This is particularly obvious in the case of mathematics, where even today many simple cultures, especially hunter-gatherers but including some shifting cultivators may only have words for single, pair, and many. The Tauade of Papua New Guinea with whom I lived were like this, and indeed, the hunter-gatherer Piraha of South America are described as having no number words at all, not even the grammatical distinction between singular and plural. We can get a good idea why this should be so from the example of a Cree hunter from eastern Canada: he was asked in a court case involving land how many rivers there were in his hunting territory, and did not know:
The hunter knew every river in his territory individually and therefore had no need to know how many there were. Indeed, he would know each stretch of each river as an individual thing and therefore had no need to know in numerical terms how long the rivers were. The point of the story is that we count things when we are ignorant of their individual identity—this can arise when we don’t have enough experience of the objects, when there are too many of them to know individually, or when they are all the same, none of which conditions obtain very often for a hunter. If he has several knives they will be known individually by their different sizes, shapes, and specialized uses. If he has several pairs of moccasins they will be worn to different degrees, having been made at different times, and may be of different materials and design.

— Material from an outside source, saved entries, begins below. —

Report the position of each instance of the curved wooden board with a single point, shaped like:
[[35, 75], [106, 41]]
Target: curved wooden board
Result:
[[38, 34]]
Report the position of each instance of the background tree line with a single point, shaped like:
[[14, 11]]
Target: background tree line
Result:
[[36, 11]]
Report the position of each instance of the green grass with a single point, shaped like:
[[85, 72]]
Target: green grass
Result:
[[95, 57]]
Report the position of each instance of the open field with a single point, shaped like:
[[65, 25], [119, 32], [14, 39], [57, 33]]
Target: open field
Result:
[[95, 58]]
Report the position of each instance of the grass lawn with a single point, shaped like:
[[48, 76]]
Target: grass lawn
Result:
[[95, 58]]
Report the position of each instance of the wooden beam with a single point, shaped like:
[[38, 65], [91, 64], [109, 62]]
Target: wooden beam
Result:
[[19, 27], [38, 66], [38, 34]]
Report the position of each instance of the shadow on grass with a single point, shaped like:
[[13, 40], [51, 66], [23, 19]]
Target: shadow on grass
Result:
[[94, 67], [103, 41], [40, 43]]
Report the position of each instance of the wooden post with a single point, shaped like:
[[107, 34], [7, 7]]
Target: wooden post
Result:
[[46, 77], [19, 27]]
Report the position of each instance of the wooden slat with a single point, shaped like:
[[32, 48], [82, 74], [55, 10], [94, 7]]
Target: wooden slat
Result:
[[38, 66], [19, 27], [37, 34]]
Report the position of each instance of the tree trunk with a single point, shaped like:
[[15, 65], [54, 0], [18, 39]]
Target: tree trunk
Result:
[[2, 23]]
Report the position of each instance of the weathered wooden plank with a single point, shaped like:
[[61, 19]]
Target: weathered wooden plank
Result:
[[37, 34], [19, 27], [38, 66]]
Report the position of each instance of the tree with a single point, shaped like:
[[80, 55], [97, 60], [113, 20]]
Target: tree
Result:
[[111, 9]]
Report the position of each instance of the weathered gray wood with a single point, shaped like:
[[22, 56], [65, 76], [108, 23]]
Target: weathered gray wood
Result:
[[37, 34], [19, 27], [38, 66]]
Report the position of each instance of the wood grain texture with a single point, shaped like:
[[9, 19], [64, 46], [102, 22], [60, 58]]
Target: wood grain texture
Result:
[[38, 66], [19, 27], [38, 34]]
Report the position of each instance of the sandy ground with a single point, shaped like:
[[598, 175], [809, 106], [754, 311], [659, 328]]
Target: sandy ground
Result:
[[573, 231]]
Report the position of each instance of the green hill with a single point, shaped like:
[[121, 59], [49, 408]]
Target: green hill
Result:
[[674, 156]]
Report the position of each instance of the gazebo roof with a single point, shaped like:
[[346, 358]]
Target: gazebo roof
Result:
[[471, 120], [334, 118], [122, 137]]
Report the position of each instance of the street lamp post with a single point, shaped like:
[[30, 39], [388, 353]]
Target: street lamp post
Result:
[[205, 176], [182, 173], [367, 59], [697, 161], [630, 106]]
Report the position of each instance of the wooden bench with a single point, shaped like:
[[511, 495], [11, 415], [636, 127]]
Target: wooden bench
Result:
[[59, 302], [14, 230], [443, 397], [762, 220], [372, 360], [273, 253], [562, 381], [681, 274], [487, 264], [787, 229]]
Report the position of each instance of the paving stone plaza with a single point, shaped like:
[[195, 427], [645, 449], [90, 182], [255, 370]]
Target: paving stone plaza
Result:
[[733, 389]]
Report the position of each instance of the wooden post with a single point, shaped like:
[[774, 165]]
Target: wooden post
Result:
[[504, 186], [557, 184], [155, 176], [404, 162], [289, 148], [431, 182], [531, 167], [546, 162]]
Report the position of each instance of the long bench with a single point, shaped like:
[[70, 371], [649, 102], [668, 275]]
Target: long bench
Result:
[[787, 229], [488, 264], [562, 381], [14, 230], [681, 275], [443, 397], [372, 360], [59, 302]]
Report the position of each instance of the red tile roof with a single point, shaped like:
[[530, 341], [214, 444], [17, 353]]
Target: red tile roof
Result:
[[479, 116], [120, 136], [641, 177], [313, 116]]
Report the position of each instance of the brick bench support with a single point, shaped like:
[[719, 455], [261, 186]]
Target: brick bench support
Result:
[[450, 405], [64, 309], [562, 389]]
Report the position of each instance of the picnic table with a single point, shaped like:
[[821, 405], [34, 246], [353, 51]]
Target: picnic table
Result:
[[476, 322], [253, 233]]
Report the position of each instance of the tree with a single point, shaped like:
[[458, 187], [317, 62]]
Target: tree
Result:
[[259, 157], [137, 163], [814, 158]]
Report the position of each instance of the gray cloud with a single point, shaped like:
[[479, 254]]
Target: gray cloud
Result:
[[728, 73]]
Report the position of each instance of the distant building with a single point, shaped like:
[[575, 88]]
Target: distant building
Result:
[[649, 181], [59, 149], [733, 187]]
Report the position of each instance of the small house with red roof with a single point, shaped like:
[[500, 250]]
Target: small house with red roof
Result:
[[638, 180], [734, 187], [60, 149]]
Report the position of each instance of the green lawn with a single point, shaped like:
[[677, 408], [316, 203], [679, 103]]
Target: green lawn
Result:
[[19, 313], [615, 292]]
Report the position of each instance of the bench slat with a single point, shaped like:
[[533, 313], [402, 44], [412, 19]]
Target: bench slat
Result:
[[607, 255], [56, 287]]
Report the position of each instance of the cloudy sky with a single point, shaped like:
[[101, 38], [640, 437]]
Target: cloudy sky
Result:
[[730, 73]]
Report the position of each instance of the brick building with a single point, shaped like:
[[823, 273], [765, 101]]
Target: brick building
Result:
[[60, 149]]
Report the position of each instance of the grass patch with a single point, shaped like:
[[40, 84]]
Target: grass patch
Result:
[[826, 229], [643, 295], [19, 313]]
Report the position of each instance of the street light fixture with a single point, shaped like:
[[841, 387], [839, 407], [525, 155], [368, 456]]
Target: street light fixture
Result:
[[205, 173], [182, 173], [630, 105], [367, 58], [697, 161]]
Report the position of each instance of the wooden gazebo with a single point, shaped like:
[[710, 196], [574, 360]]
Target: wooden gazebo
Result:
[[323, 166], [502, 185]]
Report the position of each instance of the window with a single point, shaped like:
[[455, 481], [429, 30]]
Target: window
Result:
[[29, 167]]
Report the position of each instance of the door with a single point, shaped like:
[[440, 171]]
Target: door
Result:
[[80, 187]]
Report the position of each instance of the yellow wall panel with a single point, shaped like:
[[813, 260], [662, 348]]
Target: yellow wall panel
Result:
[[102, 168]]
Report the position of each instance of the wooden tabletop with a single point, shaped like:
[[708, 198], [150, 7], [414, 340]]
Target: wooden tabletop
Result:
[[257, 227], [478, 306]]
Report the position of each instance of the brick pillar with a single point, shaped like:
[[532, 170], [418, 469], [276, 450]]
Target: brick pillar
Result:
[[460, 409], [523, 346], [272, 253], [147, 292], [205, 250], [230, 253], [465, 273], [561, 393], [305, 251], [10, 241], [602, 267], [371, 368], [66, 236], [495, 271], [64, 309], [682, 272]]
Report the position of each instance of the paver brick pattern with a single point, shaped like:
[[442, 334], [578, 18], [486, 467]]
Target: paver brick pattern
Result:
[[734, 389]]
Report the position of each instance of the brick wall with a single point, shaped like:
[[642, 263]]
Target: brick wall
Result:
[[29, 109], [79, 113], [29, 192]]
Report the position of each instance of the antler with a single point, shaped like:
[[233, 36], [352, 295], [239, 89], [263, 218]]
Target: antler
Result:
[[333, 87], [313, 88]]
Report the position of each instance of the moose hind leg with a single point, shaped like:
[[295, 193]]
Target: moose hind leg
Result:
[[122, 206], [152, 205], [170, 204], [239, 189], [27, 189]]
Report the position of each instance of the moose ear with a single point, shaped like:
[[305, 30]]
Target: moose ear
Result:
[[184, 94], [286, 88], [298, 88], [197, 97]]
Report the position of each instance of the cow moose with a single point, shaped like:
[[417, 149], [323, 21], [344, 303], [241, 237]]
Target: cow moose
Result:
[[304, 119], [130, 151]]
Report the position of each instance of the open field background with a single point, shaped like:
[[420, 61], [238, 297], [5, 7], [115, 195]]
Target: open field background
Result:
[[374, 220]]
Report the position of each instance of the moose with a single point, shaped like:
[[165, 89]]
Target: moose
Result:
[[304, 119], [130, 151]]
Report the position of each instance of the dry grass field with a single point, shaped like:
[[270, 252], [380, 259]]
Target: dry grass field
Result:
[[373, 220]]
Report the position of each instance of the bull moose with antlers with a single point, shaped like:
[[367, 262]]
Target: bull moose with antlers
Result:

What needs to be emphasised here, therefore, is that our hunter-gatherer ancestors could easily have survived without the need for verbal numerals or for any counting at all, and that consequently there could have been no selective pressure for arithmetical skills to evolve in the specific conditions of the Pleistocene of East Africa. As we all know, mathematics has only flowered in the last few centuries, and among a tiny minority of people, far too brief a time-span for natural selection to have had the least effect. The mathematician Keith Devlin very reasonably concludes: ‘Whatever features of our brain enable (some of) us to do mathematics must have been present long before we had any mathematics. Those crucial features, therefore, must have evolved to fulfil some other purpose’(my emphasis). Because we have no idea what that ‘other purpose’ might have been we are obviously not going to discover the origin of the mathematical features of the human brain from anything we suppose our ancestors might have been doing in pre-history.
Mathematics is only one particularly glaring example of a whole range of advanced human thought in logic, philosophy, and science, of a type known as ‘formal operations’, which has only emerged in literate civilisations, and is never found among hunter-gatherers. This general type of thought must therefore be the result, like mathematics, of the brain using its faculties in novel ways, which therefore cannot be traced back to African prehistory.